I realized that I couldn’t do everything while taking action. My brain would be busy with my performance. Other actresses do, but they have someone in the family to take care of things and help them run the show. No one in my family even remotely knows the cinema. So I thought, “This might not be my cup of tea.” And then I met Pranjal Khandhdiya. He was representing Sony Pictures when we were working on Soorma. We got along really well and he got the idea. He asked me if I wanted to be his partner. It was obvious to me because I knew he had the expertise and the sensitivity to run the show. I may not have contributed as a producer, I don’t have that kind of experience, but maybe I have a knack for choosing things. I was able to help with the creative department, in the choice of films. People know me from certain types of films and I would like to continue making those kinds of films, even as a producer. Not just as the person who shares the profits but also who will run the show.

How are you handling the finances of this new trip?

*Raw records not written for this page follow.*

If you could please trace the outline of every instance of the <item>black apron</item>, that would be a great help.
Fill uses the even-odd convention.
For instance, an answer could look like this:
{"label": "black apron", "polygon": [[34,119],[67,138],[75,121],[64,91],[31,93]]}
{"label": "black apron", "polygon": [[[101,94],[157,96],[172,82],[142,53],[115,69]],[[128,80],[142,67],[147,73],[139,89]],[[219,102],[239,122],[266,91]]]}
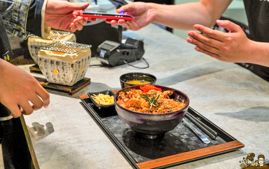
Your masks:
{"label": "black apron", "polygon": [[[256,41],[269,42],[269,1],[268,0],[244,1],[248,22],[249,38]],[[249,69],[269,82],[269,67],[250,64]]]}

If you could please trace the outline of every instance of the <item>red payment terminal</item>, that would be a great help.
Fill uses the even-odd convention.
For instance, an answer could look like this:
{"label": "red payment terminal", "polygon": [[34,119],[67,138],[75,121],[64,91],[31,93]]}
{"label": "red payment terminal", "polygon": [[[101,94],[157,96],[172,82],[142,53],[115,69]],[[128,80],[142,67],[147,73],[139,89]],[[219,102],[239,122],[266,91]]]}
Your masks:
{"label": "red payment terminal", "polygon": [[102,18],[108,19],[121,19],[124,20],[132,20],[134,17],[122,13],[116,13],[111,12],[101,12],[96,11],[84,11],[82,13],[82,16],[85,17],[93,18]]}

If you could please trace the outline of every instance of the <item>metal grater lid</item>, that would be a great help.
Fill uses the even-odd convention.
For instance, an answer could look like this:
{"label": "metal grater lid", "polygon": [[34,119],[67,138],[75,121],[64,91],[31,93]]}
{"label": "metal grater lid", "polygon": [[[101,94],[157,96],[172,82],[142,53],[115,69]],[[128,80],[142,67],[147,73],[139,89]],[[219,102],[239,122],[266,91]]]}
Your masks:
{"label": "metal grater lid", "polygon": [[91,47],[91,45],[66,42],[59,42],[40,48],[40,49],[72,54]]}
{"label": "metal grater lid", "polygon": [[[48,37],[45,38],[45,39],[54,41],[61,38],[64,36],[69,35],[72,33],[71,32],[69,32],[53,30],[50,32],[49,35]],[[30,37],[36,38],[43,39],[41,37],[35,35],[31,36],[30,36]]]}

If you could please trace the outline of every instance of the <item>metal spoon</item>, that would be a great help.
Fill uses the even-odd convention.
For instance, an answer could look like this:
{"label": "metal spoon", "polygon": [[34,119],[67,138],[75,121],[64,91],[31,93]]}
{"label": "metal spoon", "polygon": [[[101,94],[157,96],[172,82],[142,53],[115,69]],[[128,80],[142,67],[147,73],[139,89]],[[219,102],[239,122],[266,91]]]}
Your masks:
{"label": "metal spoon", "polygon": [[202,140],[202,142],[205,144],[210,143],[210,140],[209,140],[204,135],[202,134],[201,132],[198,131],[198,130],[195,128],[193,126],[192,126],[189,123],[186,121],[184,118],[183,118],[183,121],[185,122],[187,125],[189,126],[189,127],[192,130],[192,131],[195,134],[196,134],[198,137],[201,139],[201,140]]}

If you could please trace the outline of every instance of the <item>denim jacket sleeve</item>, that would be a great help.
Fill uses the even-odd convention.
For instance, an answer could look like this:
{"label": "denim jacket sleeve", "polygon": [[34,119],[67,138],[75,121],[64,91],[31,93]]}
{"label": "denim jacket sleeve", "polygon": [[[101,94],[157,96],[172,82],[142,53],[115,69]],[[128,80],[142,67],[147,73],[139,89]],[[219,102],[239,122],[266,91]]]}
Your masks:
{"label": "denim jacket sleeve", "polygon": [[[41,34],[41,11],[44,1],[44,0],[0,0],[0,12],[7,31],[24,39],[26,39],[33,31],[35,31],[34,34],[39,35]],[[31,20],[31,25],[40,26],[35,30],[27,31],[28,19]]]}

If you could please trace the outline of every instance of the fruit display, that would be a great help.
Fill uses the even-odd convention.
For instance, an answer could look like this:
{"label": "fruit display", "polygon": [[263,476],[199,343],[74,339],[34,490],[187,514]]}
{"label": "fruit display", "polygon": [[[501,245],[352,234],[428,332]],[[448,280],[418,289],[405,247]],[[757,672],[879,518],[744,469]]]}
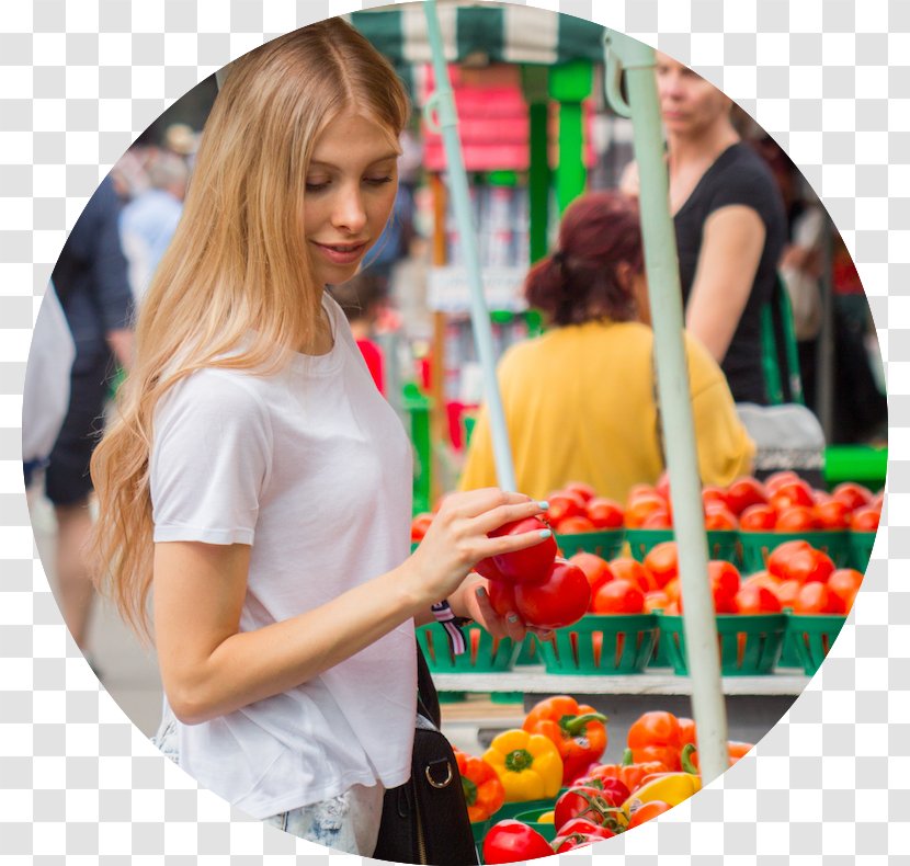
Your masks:
{"label": "fruit display", "polygon": [[[567,731],[558,722],[543,727],[542,722],[554,722],[560,713],[580,722],[590,715],[589,709],[568,695],[547,698],[527,713],[524,733],[526,737],[548,734],[554,745],[561,743],[565,747]],[[587,719],[580,730],[587,731],[589,725],[604,726],[605,745],[606,721]],[[544,733],[528,734],[531,729]],[[496,762],[524,766],[528,750],[523,745],[526,741],[517,738],[519,733],[505,732],[505,738],[496,748]],[[578,731],[568,736],[584,739]],[[533,799],[534,807],[524,811],[510,810],[510,798],[527,796],[531,807],[531,794],[537,794],[542,788],[535,783],[533,790],[521,787],[510,794],[507,786],[507,801],[500,811],[487,821],[474,824],[482,862],[517,863],[591,845],[640,827],[701,789],[692,719],[664,710],[645,713],[629,728],[626,743],[621,764],[601,763],[603,750],[595,754],[598,745],[584,755],[584,760],[591,760],[583,771],[566,774],[562,787],[543,799]],[[730,765],[750,749],[751,743],[728,743]],[[580,757],[578,753],[567,753]],[[486,755],[484,760],[487,760]],[[581,763],[579,761],[576,766]]]}

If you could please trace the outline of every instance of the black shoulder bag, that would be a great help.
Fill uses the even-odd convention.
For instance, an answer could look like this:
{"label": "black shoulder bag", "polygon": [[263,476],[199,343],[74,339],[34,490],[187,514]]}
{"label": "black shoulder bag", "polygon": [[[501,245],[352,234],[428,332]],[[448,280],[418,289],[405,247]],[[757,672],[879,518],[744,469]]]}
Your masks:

For the production you have to put a certain amount of initial money, for the development of the project. We were lucky. My first film, which I am co-producing, and for which I am currently at Nainital, I first joined as an actor. It was much later that I arrived as a co-producer, the studio entered the scene and the director was hired. Little development costs were spent on the first film. When a studio is on board, the cash flow is fluid.

We haven’t reached the stage where we want to do something and then go to the studios to sell it. Right now, we’re going to get the stakeholders to make a deal and then a studio on board to make it easier to manage the finances. Later we will get to the stage where we can create our own product and then bring it to platforms or studios.

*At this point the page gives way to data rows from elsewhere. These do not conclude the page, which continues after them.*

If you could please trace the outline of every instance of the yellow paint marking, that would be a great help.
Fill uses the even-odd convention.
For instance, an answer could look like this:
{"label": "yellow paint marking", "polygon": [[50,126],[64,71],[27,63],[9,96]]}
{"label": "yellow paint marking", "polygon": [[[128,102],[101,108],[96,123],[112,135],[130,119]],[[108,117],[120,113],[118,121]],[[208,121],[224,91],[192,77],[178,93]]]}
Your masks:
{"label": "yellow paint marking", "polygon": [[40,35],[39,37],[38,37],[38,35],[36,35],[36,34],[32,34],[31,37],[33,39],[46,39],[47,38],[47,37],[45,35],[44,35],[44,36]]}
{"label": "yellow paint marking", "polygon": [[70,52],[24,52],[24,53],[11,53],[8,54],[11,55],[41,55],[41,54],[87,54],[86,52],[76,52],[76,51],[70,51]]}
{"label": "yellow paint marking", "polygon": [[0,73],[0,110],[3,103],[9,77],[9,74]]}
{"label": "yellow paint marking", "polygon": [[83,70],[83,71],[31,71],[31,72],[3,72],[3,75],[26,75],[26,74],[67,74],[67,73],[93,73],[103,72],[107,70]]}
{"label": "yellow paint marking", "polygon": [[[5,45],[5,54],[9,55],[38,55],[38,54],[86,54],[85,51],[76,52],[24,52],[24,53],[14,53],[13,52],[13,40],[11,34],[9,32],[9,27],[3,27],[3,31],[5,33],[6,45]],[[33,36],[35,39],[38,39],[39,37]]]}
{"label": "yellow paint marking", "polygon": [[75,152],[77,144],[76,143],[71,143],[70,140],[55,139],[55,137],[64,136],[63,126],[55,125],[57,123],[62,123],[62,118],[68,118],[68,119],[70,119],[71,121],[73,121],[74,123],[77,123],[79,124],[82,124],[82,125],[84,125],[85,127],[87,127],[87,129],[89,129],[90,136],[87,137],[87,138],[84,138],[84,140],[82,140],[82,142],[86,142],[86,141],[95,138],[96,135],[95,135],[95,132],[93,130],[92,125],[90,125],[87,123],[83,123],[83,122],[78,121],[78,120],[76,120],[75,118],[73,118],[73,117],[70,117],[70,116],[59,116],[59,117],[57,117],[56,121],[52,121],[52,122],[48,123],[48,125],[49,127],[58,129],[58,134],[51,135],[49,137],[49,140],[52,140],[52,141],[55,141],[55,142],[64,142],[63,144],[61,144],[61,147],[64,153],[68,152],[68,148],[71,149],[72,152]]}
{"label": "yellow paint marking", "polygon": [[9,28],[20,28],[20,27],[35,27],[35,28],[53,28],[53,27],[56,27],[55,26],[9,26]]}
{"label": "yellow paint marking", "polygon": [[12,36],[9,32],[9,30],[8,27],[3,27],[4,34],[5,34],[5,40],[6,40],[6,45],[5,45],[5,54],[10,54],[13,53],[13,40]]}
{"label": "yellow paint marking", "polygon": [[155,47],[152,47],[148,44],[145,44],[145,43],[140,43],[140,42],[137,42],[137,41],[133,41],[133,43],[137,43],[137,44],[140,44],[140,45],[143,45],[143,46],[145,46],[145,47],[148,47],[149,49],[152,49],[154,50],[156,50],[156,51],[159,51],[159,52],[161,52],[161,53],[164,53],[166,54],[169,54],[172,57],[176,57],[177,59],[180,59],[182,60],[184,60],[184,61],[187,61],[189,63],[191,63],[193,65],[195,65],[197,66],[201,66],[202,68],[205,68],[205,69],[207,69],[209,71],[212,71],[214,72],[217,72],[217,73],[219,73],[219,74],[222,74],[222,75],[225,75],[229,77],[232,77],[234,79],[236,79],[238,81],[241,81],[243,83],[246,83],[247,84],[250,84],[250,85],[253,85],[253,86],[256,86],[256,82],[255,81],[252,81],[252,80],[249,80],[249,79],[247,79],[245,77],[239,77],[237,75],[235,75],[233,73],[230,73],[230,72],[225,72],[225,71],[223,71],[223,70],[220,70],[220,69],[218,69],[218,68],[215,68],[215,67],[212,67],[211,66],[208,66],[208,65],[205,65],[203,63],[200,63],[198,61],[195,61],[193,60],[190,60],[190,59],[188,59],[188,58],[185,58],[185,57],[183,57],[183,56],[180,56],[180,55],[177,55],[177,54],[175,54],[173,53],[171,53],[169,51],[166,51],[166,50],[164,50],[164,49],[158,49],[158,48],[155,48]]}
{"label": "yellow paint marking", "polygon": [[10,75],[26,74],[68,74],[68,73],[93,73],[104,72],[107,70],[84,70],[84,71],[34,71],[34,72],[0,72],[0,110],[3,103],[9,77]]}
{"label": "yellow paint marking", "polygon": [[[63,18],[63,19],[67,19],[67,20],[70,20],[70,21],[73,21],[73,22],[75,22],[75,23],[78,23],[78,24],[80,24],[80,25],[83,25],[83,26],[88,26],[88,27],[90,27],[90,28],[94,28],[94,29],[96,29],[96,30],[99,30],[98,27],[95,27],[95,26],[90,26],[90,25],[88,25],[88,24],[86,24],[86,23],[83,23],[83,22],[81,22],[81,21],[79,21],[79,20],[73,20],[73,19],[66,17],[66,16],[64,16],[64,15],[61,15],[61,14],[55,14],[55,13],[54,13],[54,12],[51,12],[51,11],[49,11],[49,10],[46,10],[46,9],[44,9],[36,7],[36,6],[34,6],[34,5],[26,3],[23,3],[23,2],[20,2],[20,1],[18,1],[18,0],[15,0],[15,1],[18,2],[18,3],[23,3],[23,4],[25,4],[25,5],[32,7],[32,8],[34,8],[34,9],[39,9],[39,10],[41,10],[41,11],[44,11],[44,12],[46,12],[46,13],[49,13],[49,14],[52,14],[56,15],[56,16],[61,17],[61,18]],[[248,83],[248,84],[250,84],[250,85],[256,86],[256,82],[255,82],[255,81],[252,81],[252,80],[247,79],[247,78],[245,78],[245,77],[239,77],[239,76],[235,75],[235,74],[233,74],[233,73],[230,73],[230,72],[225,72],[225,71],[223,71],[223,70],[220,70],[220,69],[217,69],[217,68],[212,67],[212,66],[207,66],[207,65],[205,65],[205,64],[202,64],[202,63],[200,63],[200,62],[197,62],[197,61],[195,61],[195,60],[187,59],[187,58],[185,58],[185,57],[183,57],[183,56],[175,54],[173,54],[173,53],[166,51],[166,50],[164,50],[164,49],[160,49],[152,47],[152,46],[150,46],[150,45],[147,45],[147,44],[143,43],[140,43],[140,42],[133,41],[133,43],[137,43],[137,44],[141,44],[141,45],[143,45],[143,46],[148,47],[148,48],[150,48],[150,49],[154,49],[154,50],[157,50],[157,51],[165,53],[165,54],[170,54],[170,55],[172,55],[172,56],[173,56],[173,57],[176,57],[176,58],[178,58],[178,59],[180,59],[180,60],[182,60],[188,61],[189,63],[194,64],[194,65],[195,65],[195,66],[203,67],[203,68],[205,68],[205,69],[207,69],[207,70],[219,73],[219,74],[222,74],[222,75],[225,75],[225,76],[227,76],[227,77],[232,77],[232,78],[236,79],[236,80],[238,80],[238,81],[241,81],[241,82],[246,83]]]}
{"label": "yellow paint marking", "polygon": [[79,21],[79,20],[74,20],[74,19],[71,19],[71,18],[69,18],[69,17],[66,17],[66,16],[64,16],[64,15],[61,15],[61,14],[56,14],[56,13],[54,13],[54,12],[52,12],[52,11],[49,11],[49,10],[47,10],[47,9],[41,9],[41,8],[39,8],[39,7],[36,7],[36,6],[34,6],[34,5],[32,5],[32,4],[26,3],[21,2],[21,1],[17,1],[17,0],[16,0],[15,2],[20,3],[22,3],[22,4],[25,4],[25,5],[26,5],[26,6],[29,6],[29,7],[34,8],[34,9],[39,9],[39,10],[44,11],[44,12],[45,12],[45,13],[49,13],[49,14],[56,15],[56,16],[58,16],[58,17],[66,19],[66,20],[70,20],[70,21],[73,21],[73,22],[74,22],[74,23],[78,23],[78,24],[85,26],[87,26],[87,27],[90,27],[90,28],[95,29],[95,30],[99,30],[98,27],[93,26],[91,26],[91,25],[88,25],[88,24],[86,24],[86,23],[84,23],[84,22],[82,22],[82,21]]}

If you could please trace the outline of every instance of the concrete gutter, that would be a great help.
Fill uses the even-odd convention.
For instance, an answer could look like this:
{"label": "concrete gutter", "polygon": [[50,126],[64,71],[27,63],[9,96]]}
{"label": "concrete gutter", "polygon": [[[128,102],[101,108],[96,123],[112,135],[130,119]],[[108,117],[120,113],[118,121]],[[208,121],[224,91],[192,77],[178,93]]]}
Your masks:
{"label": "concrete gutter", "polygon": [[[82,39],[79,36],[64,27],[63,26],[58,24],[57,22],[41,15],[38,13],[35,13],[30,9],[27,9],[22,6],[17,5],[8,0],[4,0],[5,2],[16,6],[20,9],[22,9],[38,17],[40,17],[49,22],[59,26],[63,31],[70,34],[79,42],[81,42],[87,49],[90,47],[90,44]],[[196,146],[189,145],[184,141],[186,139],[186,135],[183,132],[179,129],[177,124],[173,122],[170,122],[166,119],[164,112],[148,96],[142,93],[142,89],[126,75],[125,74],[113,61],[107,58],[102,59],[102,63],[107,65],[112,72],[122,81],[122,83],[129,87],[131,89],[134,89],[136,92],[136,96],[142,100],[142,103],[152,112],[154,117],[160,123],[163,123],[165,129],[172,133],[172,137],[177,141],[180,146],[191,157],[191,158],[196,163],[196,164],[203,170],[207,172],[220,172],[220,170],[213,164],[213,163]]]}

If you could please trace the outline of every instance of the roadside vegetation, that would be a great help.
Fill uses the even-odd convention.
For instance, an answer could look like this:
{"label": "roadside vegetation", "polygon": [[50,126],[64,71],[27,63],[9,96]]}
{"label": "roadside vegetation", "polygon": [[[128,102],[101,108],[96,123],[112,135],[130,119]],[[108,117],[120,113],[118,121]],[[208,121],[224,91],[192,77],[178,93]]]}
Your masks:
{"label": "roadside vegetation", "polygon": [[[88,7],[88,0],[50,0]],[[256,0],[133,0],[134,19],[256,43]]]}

How will being an actor influence the decisions of producer Taapsee Pannu?

The sensitivities remain the same, as they are as an actor. I always undertake a project based on the fact that it will sell a ticket, that people will spend money on it. Or is it just something I want to do to satisfy my creative juice? I don’t normally make films that can be considered a classic ten years later. I choose hot topics, I choose stories that are worth people’s time and attention, issues that are affecting people right now; and those who will entertain you. It should be something that will hold your attention for two hours. It’s fun for me. The same criteria would apply to the production of films. For now, I don’t think anything else will influence my decisions. There will be so many films that I won’t be in, but will only produce.

Will there be a time when market demands will affect your movie choices?

For me, it’s always a question of whether the film is worth the audience’s time and money. I never decide on the basis of films. I don’t know art, I haven’t studied it. This profession (filmmaking) has room for all kinds of backgrounds. There is a section that focuses on art and creating classics that remain relevant ten years later. My criteria for choosing films may change because current topics change, the way I think as an audience changes. But, it will never be because I want to serve different or larger masses, or, for that matter, classes.

(The conversation has been edited and condensed for clarity.)